From d73175a23e85b9a983fa06c723b98205e1d11c86 Mon Sep 17 00:00:00 2001
From: iris <iris@hyperhive>
Date: Sat, 23 May 2026 02:19:14 +0200
Subject: [PATCH] harness: keep retrying web-UI bind on AddrInUse
MIME-Version: 1.0
Content-Type: text/plain; charset=UTF-8
Content-Transfer-Encoding: 8bit

The retry was capped at 12 attempts (~20s of exponential backoff
capped at 2s). Two back-to-back nspawn restarts in #324 left the
previous socket holding the port longer than that budget; once the
cap fired, the web-UI task returned an error and silently died for
the rest of the process lifetime — the agent kept running fine
otherwise (MCP, turn loop), but the operator's dashboard click
hit nothing.

Genuine port collisions are preflighted host-side
(lifecycle::{spawn,rebuild}) and surfaced as a port-conflict banner,
so at this layer a persistent AddrInUse always reflects a
recoverable stale socket. Drop the cap, keep retrying forever with
the same 2s-capped backoff. WARN for the first dozen attempts so a
normal restart-race is visible; INFO after that to avoid spamming
the journal during a long stale-socket hold. Logs a one-line INFO
on success when we did have to retry, so post-mortems can find the
attempt count.

Closes #324.
---
 hive-ag3nt/src/web_ui.rs | 51 +++++++++++++++++++++++++++++++---------
 1 file changed, 40 insertions(+), 11 deletions(-)

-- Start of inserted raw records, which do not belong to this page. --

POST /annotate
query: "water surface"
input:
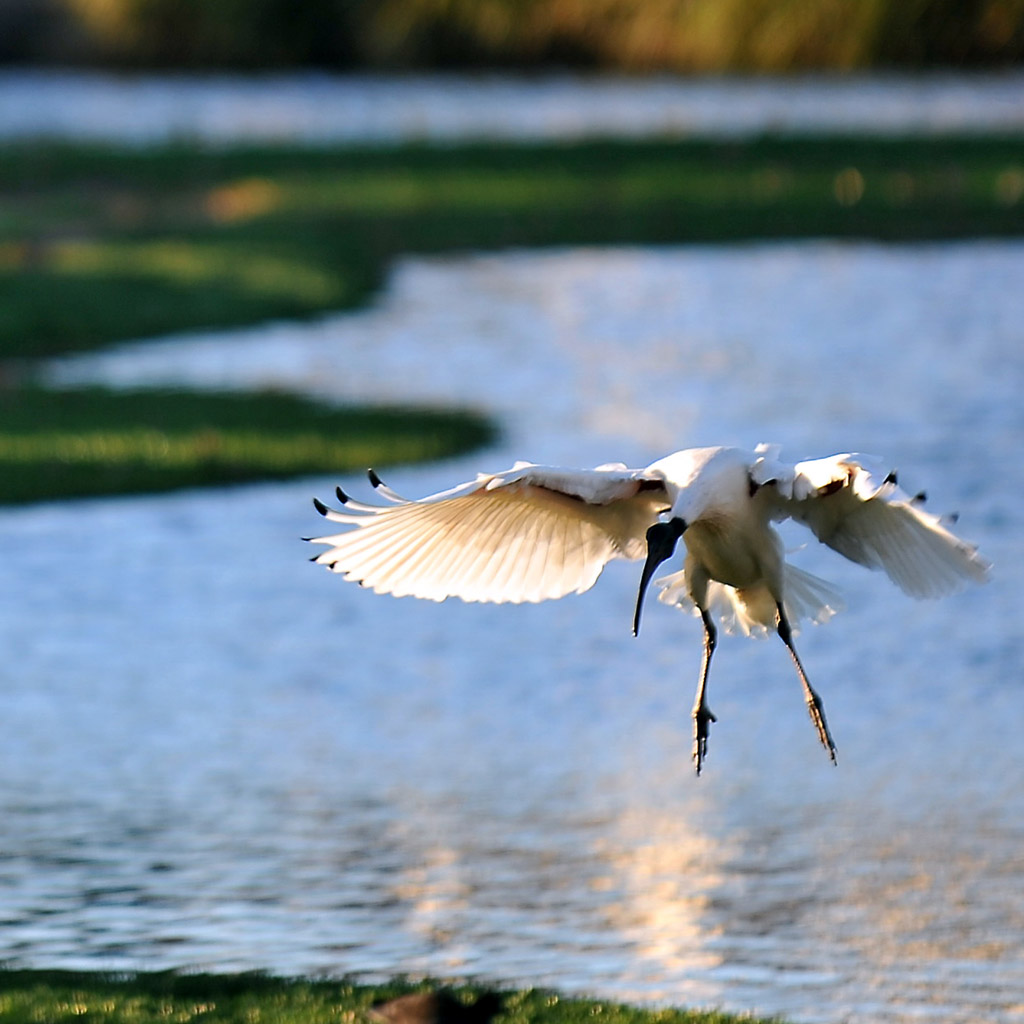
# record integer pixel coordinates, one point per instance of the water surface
(217, 756)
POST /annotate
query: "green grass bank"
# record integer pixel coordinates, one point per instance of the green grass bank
(98, 245)
(105, 245)
(55, 996)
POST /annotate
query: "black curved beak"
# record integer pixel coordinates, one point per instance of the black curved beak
(662, 541)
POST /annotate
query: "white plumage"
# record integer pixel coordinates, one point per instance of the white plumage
(535, 532)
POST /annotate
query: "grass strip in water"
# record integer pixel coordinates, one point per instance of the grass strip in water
(91, 441)
(101, 245)
(55, 996)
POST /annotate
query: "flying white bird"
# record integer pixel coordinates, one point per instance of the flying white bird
(536, 532)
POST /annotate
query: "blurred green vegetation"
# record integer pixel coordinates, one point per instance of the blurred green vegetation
(705, 36)
(98, 246)
(92, 441)
(55, 996)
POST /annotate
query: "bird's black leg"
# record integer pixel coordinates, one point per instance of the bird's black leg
(814, 706)
(701, 713)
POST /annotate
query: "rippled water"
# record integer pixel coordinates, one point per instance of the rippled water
(373, 109)
(217, 756)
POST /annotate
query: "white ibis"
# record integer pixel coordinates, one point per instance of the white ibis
(536, 532)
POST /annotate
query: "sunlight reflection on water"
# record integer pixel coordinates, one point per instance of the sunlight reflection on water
(219, 757)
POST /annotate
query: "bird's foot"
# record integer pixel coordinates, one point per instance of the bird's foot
(817, 712)
(701, 727)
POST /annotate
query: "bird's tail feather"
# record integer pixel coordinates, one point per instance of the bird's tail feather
(752, 611)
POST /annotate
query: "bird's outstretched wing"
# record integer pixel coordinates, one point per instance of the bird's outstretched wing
(529, 534)
(869, 521)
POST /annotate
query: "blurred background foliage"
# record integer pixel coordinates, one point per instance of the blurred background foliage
(686, 36)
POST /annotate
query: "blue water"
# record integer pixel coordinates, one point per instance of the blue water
(217, 756)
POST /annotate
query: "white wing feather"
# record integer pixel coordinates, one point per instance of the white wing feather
(527, 535)
(875, 524)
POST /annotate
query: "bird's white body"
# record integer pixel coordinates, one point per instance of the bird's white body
(536, 532)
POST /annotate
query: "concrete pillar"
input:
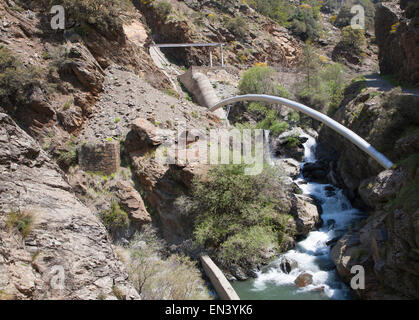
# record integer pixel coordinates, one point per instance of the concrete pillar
(222, 55)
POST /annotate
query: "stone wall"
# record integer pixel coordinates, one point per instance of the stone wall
(103, 158)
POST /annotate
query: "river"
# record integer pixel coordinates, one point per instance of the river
(312, 254)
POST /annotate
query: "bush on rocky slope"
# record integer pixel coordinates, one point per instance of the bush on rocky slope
(156, 278)
(16, 80)
(239, 216)
(323, 84)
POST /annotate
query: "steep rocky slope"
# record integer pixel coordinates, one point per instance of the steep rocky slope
(248, 36)
(397, 30)
(386, 243)
(66, 244)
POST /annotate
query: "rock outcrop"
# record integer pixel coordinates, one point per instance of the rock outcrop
(385, 244)
(67, 253)
(397, 35)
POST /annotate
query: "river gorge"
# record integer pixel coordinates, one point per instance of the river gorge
(312, 255)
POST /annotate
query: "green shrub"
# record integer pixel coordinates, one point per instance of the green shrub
(323, 84)
(261, 80)
(175, 277)
(115, 219)
(279, 10)
(20, 221)
(305, 21)
(16, 81)
(237, 213)
(69, 155)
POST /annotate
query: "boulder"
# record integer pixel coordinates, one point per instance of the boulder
(131, 201)
(148, 132)
(287, 264)
(381, 188)
(316, 171)
(303, 280)
(67, 239)
(85, 67)
(397, 37)
(306, 215)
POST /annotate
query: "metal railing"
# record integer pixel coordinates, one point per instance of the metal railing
(334, 125)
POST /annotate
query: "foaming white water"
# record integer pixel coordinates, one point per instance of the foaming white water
(312, 254)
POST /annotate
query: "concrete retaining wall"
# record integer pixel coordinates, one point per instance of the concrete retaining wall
(224, 289)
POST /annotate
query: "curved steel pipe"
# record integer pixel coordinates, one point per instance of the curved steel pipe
(336, 126)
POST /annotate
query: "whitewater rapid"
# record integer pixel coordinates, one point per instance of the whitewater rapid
(312, 254)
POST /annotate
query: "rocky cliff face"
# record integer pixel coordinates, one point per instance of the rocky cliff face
(65, 244)
(385, 244)
(397, 34)
(248, 36)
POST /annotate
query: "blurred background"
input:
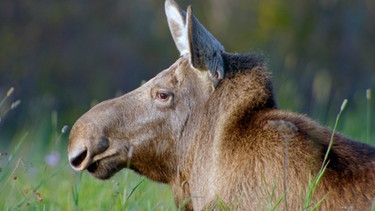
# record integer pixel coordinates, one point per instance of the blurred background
(62, 57)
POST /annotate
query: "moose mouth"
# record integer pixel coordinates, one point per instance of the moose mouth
(105, 168)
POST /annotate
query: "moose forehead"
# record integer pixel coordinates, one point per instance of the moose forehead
(180, 73)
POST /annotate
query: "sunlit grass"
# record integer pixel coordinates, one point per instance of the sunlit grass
(36, 176)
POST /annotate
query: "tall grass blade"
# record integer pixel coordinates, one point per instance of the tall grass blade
(314, 184)
(368, 114)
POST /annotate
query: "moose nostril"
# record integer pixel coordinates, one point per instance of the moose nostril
(79, 159)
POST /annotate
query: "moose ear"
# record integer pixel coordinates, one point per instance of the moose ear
(191, 37)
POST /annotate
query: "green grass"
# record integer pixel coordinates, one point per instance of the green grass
(35, 175)
(27, 182)
(30, 182)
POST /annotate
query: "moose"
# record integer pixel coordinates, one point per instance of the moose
(209, 126)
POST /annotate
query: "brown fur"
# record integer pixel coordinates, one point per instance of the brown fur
(217, 135)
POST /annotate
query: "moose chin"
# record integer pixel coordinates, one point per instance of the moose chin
(209, 126)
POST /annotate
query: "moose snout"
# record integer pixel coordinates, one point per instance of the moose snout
(82, 152)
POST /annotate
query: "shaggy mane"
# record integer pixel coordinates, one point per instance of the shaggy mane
(234, 63)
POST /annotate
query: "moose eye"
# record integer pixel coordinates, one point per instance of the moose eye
(163, 96)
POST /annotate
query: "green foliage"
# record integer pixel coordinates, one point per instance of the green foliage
(38, 177)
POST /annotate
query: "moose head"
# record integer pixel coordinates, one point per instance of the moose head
(142, 129)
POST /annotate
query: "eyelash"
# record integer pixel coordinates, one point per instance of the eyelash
(163, 96)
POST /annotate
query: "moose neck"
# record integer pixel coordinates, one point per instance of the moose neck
(245, 89)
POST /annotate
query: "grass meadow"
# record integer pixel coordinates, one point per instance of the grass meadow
(37, 176)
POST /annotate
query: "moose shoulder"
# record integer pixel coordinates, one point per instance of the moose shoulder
(209, 127)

diff --git a/hive-ag3nt/src/web_ui.rs b/hive-ag3nt/src/web_ui.rs
index fde54d3..3868c82 100644
--- a/hive-ag3nt/src/web_ui.rs
+++ b/hive-ag3nt/src/web_ui.rs
@@ -135,22 +135,51 @@ pub async fn serve(
 // ---------------------------------------------------------------------------
 
 /// Bind a TCP listener with `SO_REUSEADDR` set, retrying on
-/// `AddrInUse` for up to ~20s. nspawn restarts can race the previous
-/// harness's socket release; `SO_REUSEADDR` lets us reclaim a port
-/// still in `TIME_WAIT` from a clean previous exit, and the retry
-/// covers the case where the previous process is genuinely still
-/// alive (systemd restart-delay overlap).
+/// `AddrInUse` indefinitely with exponential backoff capped at 2s.
+/// nspawn restarts can race the previous harness's socket release;
+/// `SO_REUSEADDR` lets us reclaim a port still in `TIME_WAIT` from a
+/// clean previous exit, and the retry covers the case where the
+/// previous process is genuinely still alive (systemd restart-delay
+/// overlap).
+///
+/// The retry has no attempt cap: capping was the proximate cause of
+/// issue #324 — two back-to-back restarts left the previous socket
+/// holding the port for longer than the ~20s the old 12-attempt
+/// budget allowed, and the harness silently lost its web UI for the
+/// rest of the process lifetime. Genuine port collisions are
+/// preflighted host-side (`lifecycle::{spawn,rebuild}`) and surfaced
+/// on the dashboard as a banner, so at this layer a persistent
+/// `AddrInUse` always reflects a recoverable stale socket — retrying
+/// forever is the safe choice. The first attempts log at WARN; once
+/// we cross attempt 12 the level drops to INFO so a long stale
+/// socket doesn't flood the journal.
 async fn bind_with_retry(addr: SocketAddr, label: &str) -> Result<tokio::net::TcpListener> {
     let mut delay_ms = 250u64;
     let mut attempts = 0u32;
     loop {
         match try_bind(addr) {
-            Ok(l) => return Ok(l),
-            Err(e) if e.kind() == std::io::ErrorKind::AddrInUse && attempts < 12 => {
-                tracing::warn!(
-                    %addr, attempt = attempts + 1,
-                    "{label}: AddrInUse, retrying in {delay_ms}ms"
-                );
+            Ok(l) => {
+                if attempts > 0 {
+                    tracing::info!(
+                        %addr, attempts,
+                        "{label}: bind succeeded after retry"
+                    );
+                }
+                return Ok(l);
+            }
+            Err(e) if e.kind() == std::io::ErrorKind::AddrInUse => {
+                let attempt = attempts + 1;
+                if attempt <= 12 {
+                    tracing::warn!(
+                        %addr, attempt,
+                        "{label}: AddrInUse, retrying in {delay_ms}ms"
+                    );
+                } else {
+                    tracing::info!(
+                        %addr, attempt,
+                        "{label}: AddrInUse still holding, retrying in {delay_ms}ms"
+                    );
+                }
                 tokio::time::sleep(std::time::Duration::from_millis(delay_ms)).await;
                 attempts += 1;
                 delay_ms = (delay_ms * 2).min(2000);